Moreover, none of the exceptions to sovereign immunity applies to the plaintiff's Section 1983 claims. "New York has not consented to § 1983 suits in federal court, and [] § 1983 was not intended to override a state's sovereign immunity." Mamot v. Bd. of Regents, 367 Fed. App'x. 191, 192 (2d Cir. 2010) (summary order) (internal citations omitted); see also Garcia, No. 13-CV-2868 KAM, 2014 WL 298593, at *3; Marino v. City Univ. of New York, 18 F. Supp. 3d 320, 335 (E.D.N.Y. 2014). Although the plaintiff's complaint seeks reinstatement to his former employment—injunctive relief that is not barred by the Eleventh Amendment—he did not properly assert this claim against a state official acting in his or her official capacity. See Santiago v. New York State Dep't of Corr. Servs., 945 F.2d 25, 32 (2d Cir. 1991) (dismissing the plaintiff's claim for an injunction against DOCS because "it does not follow the requirement, established in Ex Parte Young, that a plaintiff seeking prospective relief from the state must name as defendant a state official rather than the state or a state agency directly . . . ."); Tiraco, 963 F. Supp. 2d at 192 (dismissing the plaintiff's claims for injunctive and declaratory relief for the same reason). Nor did the plaintiff plead any ongoing violations of the Fourteenth Amendment or any other federal law. See Tiraco, 963 F. Supp. 2d at 192 n.8 (Ex parte Young exception also does not apply because the "[p]laintiff fail[ed] to adequately plead any violation of federal law, much less an ongoing violation of federal law").

"Every Circuit to have considered the issue, including our own, has held that claims for reinstatement to previous employment satisfy the Ex parte Young exception to the Eleventh Amendment's sovereign immunity bar." State Employees Bargaining Agent Coal. v. Rowland, 494 F.3d 71, 96 (2d Cir. 2007); see also Dotson v. Griesa, 398 F.3d 156, 178 (2d Cir. 2005) ("A court order of reinstatement, whether of government benefits or employment, is not barred by sovereign immunity.").
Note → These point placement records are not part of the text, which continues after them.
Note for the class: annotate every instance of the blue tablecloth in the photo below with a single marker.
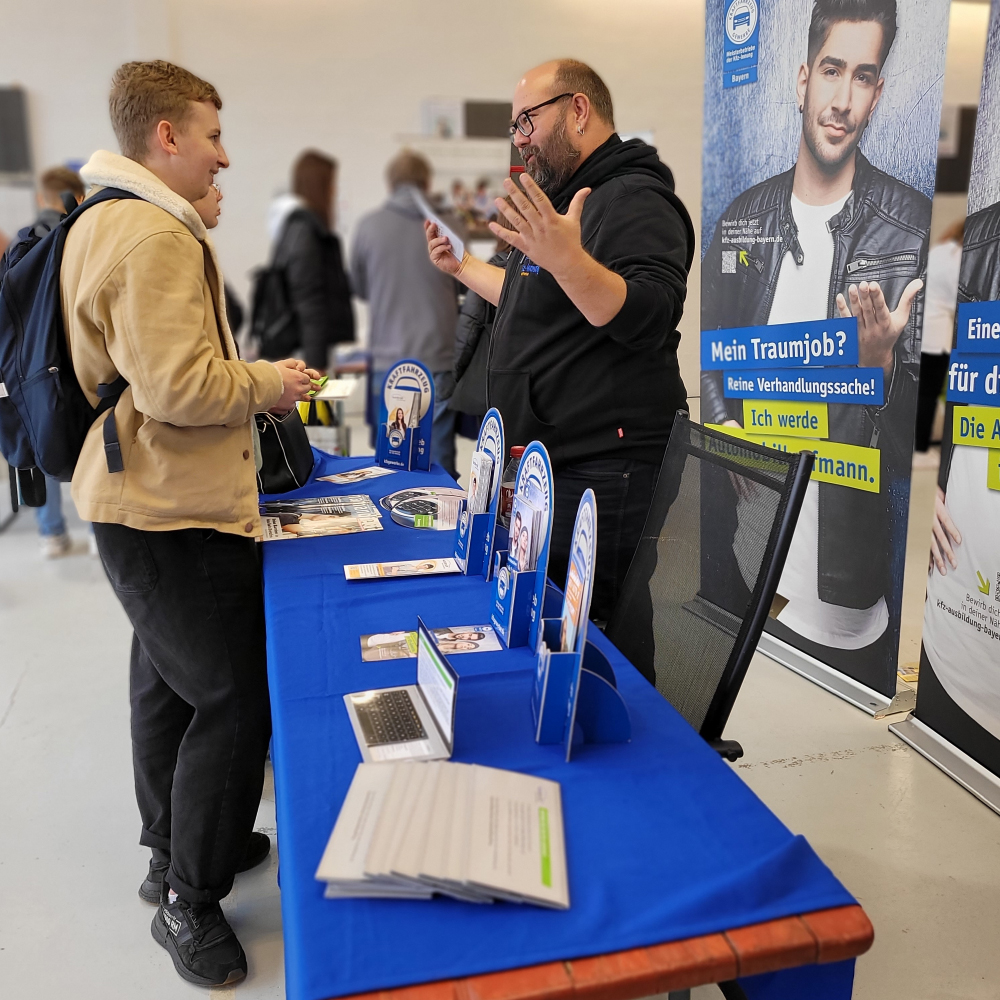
(664, 841)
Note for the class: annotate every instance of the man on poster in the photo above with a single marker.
(834, 236)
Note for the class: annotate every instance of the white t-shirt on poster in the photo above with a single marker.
(803, 293)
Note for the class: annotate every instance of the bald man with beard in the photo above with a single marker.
(583, 354)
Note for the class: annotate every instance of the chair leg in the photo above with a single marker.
(732, 990)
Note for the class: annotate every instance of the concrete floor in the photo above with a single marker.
(919, 852)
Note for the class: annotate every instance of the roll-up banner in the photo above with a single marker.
(821, 128)
(957, 719)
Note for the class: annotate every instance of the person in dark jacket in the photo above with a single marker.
(309, 252)
(834, 236)
(55, 186)
(465, 385)
(583, 355)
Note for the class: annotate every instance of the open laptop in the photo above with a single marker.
(415, 722)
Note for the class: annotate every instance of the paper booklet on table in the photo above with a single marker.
(415, 722)
(401, 569)
(478, 834)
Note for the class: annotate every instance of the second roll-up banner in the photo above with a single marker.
(957, 720)
(821, 129)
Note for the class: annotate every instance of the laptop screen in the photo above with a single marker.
(437, 681)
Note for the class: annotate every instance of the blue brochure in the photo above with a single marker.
(406, 413)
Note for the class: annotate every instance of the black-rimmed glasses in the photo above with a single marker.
(523, 122)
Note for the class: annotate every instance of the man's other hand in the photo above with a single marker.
(551, 240)
(944, 533)
(439, 248)
(878, 328)
(296, 380)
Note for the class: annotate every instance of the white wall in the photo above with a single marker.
(348, 76)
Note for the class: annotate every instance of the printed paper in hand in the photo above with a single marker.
(457, 243)
(404, 568)
(357, 475)
(403, 645)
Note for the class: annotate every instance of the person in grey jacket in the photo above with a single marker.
(412, 305)
(309, 252)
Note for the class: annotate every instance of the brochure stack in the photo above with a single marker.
(478, 834)
(519, 573)
(478, 533)
(406, 412)
(575, 691)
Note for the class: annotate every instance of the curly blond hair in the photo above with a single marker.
(146, 93)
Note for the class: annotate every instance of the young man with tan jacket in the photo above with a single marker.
(175, 526)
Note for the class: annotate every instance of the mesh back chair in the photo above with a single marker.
(701, 583)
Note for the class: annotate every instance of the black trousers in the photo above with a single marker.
(933, 368)
(623, 489)
(201, 717)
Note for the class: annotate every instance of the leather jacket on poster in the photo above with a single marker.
(978, 281)
(879, 235)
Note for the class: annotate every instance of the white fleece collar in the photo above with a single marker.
(106, 169)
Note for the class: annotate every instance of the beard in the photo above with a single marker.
(554, 163)
(830, 158)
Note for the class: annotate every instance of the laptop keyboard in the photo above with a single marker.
(389, 718)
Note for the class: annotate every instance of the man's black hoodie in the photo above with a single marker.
(590, 392)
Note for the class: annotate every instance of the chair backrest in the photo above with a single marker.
(705, 572)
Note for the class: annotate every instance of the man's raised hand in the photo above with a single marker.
(878, 328)
(551, 240)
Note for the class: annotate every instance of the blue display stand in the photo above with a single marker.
(406, 413)
(516, 613)
(477, 535)
(575, 697)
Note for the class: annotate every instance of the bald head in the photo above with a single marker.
(563, 133)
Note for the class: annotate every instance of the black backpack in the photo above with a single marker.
(44, 414)
(274, 326)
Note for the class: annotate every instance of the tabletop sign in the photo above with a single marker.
(477, 535)
(575, 696)
(518, 594)
(406, 413)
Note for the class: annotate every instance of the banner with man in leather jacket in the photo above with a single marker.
(959, 692)
(821, 126)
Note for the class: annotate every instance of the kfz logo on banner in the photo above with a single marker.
(739, 57)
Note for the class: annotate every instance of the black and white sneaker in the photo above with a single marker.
(257, 850)
(204, 949)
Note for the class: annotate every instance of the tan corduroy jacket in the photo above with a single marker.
(142, 297)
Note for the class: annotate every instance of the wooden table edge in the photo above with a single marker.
(830, 935)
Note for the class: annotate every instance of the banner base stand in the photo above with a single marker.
(959, 766)
(858, 694)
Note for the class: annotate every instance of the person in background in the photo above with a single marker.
(176, 518)
(412, 305)
(309, 251)
(584, 346)
(52, 185)
(943, 264)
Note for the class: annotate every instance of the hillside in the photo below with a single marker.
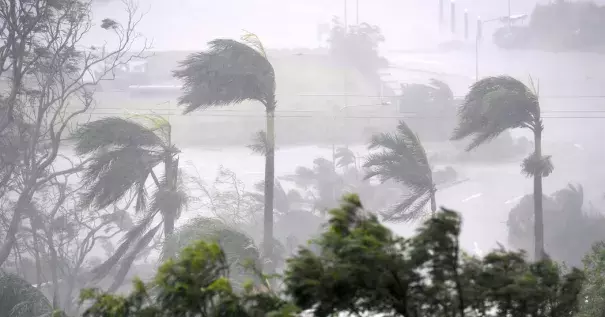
(310, 89)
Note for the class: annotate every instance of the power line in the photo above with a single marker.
(169, 111)
(398, 96)
(331, 117)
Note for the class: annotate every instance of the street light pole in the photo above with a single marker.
(509, 22)
(477, 39)
(441, 18)
(453, 16)
(345, 12)
(357, 12)
(466, 24)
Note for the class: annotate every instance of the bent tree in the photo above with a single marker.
(47, 87)
(231, 72)
(123, 156)
(403, 159)
(497, 104)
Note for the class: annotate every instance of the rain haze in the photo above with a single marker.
(144, 135)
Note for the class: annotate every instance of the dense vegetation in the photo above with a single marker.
(71, 186)
(359, 267)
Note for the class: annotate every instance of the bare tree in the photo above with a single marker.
(52, 81)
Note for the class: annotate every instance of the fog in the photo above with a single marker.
(324, 105)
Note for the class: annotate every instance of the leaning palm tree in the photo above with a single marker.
(495, 105)
(403, 159)
(231, 72)
(123, 156)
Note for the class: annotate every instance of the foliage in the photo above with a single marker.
(404, 160)
(50, 80)
(228, 73)
(570, 229)
(194, 284)
(592, 297)
(240, 249)
(123, 156)
(357, 45)
(18, 298)
(494, 105)
(497, 104)
(321, 185)
(363, 267)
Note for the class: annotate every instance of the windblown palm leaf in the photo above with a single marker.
(494, 105)
(238, 247)
(229, 72)
(124, 154)
(403, 159)
(18, 298)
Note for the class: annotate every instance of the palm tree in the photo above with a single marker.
(495, 105)
(239, 248)
(403, 159)
(123, 155)
(231, 72)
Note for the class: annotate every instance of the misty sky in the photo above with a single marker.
(189, 24)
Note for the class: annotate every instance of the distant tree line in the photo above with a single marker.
(558, 26)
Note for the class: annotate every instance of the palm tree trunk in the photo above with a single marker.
(433, 204)
(538, 212)
(169, 215)
(269, 186)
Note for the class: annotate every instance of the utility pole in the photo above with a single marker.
(346, 22)
(465, 24)
(357, 12)
(477, 40)
(509, 21)
(441, 17)
(453, 16)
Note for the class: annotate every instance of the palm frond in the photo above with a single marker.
(230, 72)
(156, 123)
(493, 105)
(168, 199)
(130, 238)
(238, 247)
(113, 131)
(112, 174)
(129, 258)
(411, 208)
(402, 159)
(253, 40)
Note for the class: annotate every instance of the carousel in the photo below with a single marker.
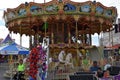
(67, 25)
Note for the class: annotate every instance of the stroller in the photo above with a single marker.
(19, 76)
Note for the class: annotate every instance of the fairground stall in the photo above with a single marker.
(68, 25)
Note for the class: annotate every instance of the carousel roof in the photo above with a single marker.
(29, 18)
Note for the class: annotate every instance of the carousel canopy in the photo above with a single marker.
(29, 18)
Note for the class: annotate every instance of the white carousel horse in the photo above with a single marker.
(68, 60)
(45, 43)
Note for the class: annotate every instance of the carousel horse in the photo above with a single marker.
(68, 60)
(61, 61)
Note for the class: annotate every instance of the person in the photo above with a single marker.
(20, 71)
(95, 67)
(43, 71)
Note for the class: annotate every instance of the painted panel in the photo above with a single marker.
(35, 9)
(22, 12)
(69, 7)
(52, 8)
(85, 8)
(99, 10)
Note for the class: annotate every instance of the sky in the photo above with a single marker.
(4, 4)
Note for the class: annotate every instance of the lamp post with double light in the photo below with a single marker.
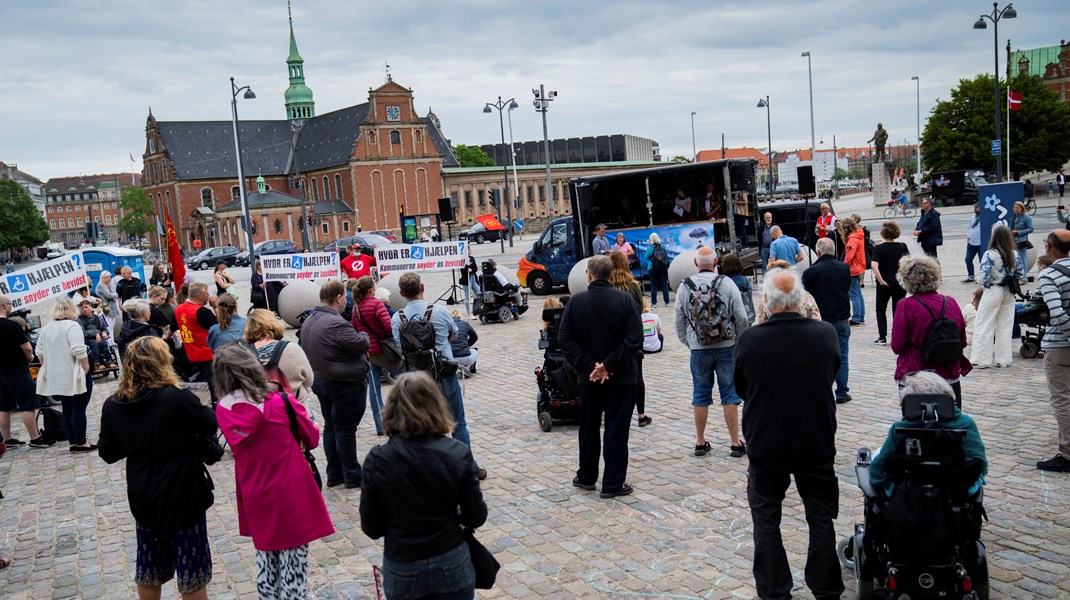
(234, 90)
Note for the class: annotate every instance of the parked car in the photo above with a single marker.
(269, 247)
(478, 233)
(387, 234)
(211, 257)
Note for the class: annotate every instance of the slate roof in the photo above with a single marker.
(205, 149)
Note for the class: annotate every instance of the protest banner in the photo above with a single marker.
(426, 258)
(296, 267)
(45, 281)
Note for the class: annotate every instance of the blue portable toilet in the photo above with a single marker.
(107, 258)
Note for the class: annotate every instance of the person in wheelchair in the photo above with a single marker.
(886, 462)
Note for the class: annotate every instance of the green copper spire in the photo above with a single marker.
(299, 98)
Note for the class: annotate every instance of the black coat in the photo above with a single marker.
(157, 432)
(828, 281)
(602, 325)
(411, 491)
(789, 410)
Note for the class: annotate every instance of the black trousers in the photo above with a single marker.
(616, 401)
(885, 293)
(819, 488)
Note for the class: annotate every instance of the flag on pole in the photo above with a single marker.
(173, 252)
(1013, 101)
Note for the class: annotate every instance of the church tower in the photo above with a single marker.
(299, 98)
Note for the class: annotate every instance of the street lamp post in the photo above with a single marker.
(813, 144)
(768, 129)
(1009, 13)
(234, 90)
(541, 103)
(917, 178)
(501, 105)
(694, 151)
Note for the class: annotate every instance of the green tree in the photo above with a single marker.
(472, 156)
(137, 211)
(21, 226)
(960, 131)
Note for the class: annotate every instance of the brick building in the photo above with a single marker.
(72, 202)
(350, 169)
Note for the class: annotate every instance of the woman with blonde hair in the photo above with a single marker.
(64, 371)
(231, 324)
(263, 334)
(162, 431)
(269, 432)
(418, 490)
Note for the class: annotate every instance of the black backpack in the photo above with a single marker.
(943, 339)
(659, 259)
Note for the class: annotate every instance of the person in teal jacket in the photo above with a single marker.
(927, 382)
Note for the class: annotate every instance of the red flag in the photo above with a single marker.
(173, 252)
(1013, 101)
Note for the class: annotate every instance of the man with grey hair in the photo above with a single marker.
(828, 281)
(790, 425)
(711, 359)
(601, 336)
(17, 389)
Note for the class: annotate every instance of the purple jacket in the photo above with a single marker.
(908, 329)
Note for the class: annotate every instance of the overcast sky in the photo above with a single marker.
(80, 75)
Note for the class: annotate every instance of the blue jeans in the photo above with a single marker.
(452, 389)
(342, 403)
(842, 332)
(376, 394)
(448, 575)
(707, 365)
(857, 301)
(659, 281)
(972, 252)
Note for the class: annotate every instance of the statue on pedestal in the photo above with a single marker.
(880, 139)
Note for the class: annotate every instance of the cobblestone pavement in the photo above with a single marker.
(685, 533)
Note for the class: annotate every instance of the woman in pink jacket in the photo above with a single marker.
(279, 505)
(370, 316)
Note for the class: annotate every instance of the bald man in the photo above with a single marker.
(1054, 286)
(790, 425)
(711, 359)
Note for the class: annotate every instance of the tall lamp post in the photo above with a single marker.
(917, 178)
(764, 103)
(501, 105)
(813, 144)
(541, 103)
(234, 90)
(694, 151)
(1008, 13)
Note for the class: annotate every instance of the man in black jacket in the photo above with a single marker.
(790, 425)
(828, 281)
(601, 334)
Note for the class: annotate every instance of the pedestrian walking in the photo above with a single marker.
(163, 431)
(885, 267)
(995, 313)
(269, 431)
(601, 336)
(915, 319)
(790, 425)
(418, 490)
(336, 351)
(929, 231)
(64, 371)
(1054, 286)
(829, 281)
(711, 336)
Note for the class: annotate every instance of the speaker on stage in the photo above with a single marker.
(807, 185)
(446, 210)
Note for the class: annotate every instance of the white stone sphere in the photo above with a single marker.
(296, 297)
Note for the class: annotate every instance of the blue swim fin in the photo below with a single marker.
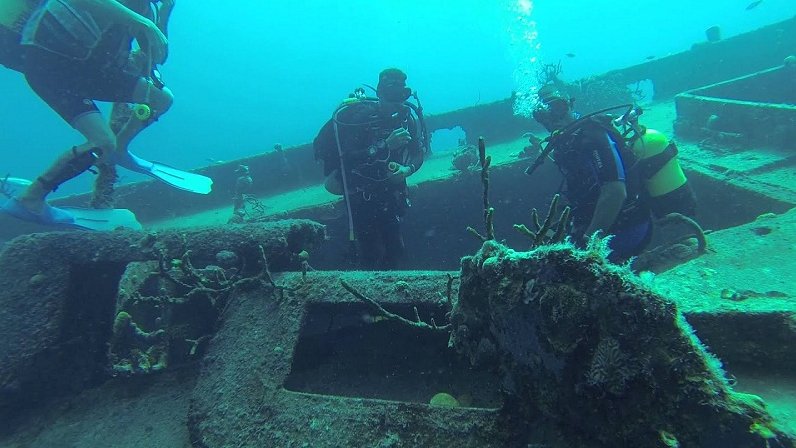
(69, 218)
(195, 183)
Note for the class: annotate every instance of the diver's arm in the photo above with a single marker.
(113, 12)
(164, 14)
(609, 204)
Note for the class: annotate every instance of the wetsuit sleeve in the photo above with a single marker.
(325, 147)
(604, 156)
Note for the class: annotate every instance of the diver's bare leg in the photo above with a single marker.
(158, 100)
(100, 141)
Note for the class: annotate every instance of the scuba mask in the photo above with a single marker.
(394, 92)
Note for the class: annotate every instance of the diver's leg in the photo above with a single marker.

To the extent that the plaintiff asserts a breach of contract claim against the defendants based on PEF Labor Protection Article 16, this claim is also barred by sovereign immunity, regardless of the type of relief sought. See Morningside Supermarket Corp. v. New York State Dep't of Health, 432 F. Supp. 2d 334, 339 (S.D.N.Y. 2006) (dismissing state claims regardless of the relief sought because "'the Eleventh Amendment bars . . . consideration of purely State law claims' brought against states.") (citing Concourse Rehabilitation & Nursing Ctr., Inc. v. DeBuono, 179 F.3d 38, 44 (2d Cir. 1999)); see also Sank v. City Univ. of New York, 112 F. App'x 761, 763 (2d Cir. 2004) (summary order); Naples v. Stefanelli, 972 F. Supp. 2d 373, 391 (E.D.N.Y. 2013). The defendants did not waive their immunity, and it is "well-established that '[t]he Eleventh Amendment bars federal suits against state officials on the basis of state law.'" Carvel v. Cuomo, 357 Fed. Appx. 382, 383 (2d Cir. 2009) (summary order) (quoting Allen v. Cuomo, 100 F.3d 253, 260 (2d Cir.1996)); see also Emmons v. City Univ. of New York, 715 F. Supp. 2d 394, 419 (E.D.N.Y. 2010), modified (July 2, 2010).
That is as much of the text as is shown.